Segers Alexandre, Castiglione Cristian, Vanderaa Christophe, De Baere Elfride, Martens Lennart, Risso Davide, Clement Lieven
Department of Applied Mathematics, Computer Science and Statistics, Ghent University. Ghent, Belgium.
Center for Medical Genetics Ghent, Ghent University and Ghent University Hospital. Ghent, Belgium.
bioRxiv. 2025 Mar 28:2025.03.24.644996. doi: 10.1101/2025.03.24.644996.
The unprecedented speed and sensitivity of mass spectrometry (MS) unlocked large-scale applications of proteomics and even enabled proteome profiling of single cells. However, this fast-evolving field is hindered by a lack of scalable dimensionality reduction tools that can compensate for substantial batch effects and missingness across MS runs. Therefore, we present omicsGMF, a fast, scalable, and interpretable matrix factorization method, tailored for bulk and single-cell proteomics data. Unlike current workflows that sequentially apply imputation, batch correction, and principal component analysis, omicsGMF integrates these steps into a unified framework, dramatically enhancing data processing and dimensionality reduction. Additionally, omicsGMF provides robust imputation of missing values, outperforming bespoke state-of-the-art imputation tools. We further demonstrate how this integrated approach increases statistical power to detect differentially abundant proteins in the downstream data analysis.
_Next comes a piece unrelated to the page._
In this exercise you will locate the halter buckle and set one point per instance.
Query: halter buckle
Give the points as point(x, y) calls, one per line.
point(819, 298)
Hence, omicsGMF is a highly scalable approach to dimensionality reduction in proteomics, that dramatically improves many important steps in proteomics data analysis.
质谱(MS)前所未有的速度和灵敏度开启了蛋白质组学的大规模应用,甚至实现了单细胞蛋白质组分析。然而,这个快速发展的领域受到缺乏可扩展的降维工具的阻碍,这些工具可以补偿质谱运行过程中的大量批次效应和数据缺失。因此,我们提出了omicsGMF,这是一种快速、可扩展且可解释的矩阵分解方法,专门针对批量和单细胞蛋白质组学数据量身定制。与当前依次应用插补、批次校正和主成分分析的工作流程不同,omicsGMF将这些步骤集成到一个统一的框架中,极大地增强了数据处理和降维能力。此外,omicsGMF提供了强大的缺失值插补功能,优于定制的最先进插补工具。我们进一步展示了这种集成方法如何在下游数据分析中提高检测差异丰富蛋白质的统计能力。因此,omicsGMF是一种用于蛋白质组学降维的高度可扩展方法,它极大地改进了蛋白质组学数据分析中的许多重要步骤。